The reason this distinction matters at the leadership level is that elimination is impossible and many teams are spending budget chasing it anyway. Engineering hours go into prompt-tuning, into custom fine-tunes, into model evaluation harnesses that measure whether the model gets the right answer 94% of the time instead of 91%. Those investments can be useful, but they do not solve the problem. A model that is right 99% of the time is still wrong 1% of the time, and 1% of an unbounded production traffic stream is a stack of incidents. No amount of accuracy improvement reduces the model's variance to zero, and so no amount of accuracy improvement obviates the need for the validation layer. The leverage is not in pushing the model's accuracy up. It is in building the deterministic layer that makes the model's residual error someone else's problem — caught at the gate, never shipped.
This reframes the question every leadership team eventually asks: "is our AI accurate enough to ship?" The honest answer is that the model's accuracy is the wrong measurement. The right measurement is whether the system around the model converts the model's output into reliable production behavior. A 91% accurate model inside a robust harness produces a deterministic, auditable, regenerable system. A 99% accurate model with no harness produces a system that fails in production 1% of the time and silently corrupts the other 99% with no audit trail. The accuracy delta does not predict the reliability delta.
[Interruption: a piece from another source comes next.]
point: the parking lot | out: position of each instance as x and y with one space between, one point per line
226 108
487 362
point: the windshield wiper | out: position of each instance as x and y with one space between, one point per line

The harness does.
What this asks of the leadership team
The hard part of this conversation is that the harness is invisible from outside engineering. The procurement spend on the model is visible — a budget line, a vendor relationship, a slide for the board. The harness investment is engineering hours. It does not show up on a tool-adoption dashboard. It is the time spent writing specifications that did not previously exist, building validation pipelines for outputs that previously went unchecked, and replacing imperative orchestration scripts with declarative graphs. None of those line items survive a one-line summary, and all of them determine whether AI changes the economics of the work or just adds a vendor invoice.
The asymmetry is uncomfortable. The visible spend produces a demo. The invisible spend produces a shipping system. Boards that have not yet developed the literacy to distinguish them will reward the demo and underfund the harness, because the demo is legible and the harness is not. The leadership move is to make the harness legible — to name the validation pipeline as a first-class engineering artifact with its own roadmap, budget, and accountability. The teams that have done this are the ones whose AI work shows up as throughput in production. The teams that have not are the ones whose AI work shows up as a Q3 presentation and a Q4 retraction.
There is no shortcut. The model is available to everyone, and so the model is not where the differentiation lives. The harness is where the differentiation lives, because the harness is what determines whether the model's output can be trusted, regenerated, and shipped. Containment is engineering work. Engineering work is what produces reliable systems. The next-generation model will be more capable, and more capable means it will produce better output inside a harness and marginally better demos outside one. The relative position of harnessed and unharnessed teams will widen, not narrow, as the models improve.
Stop treating AI output as something to admire. Start treating it as something to verify.
Are you still shipping AI output without checking it?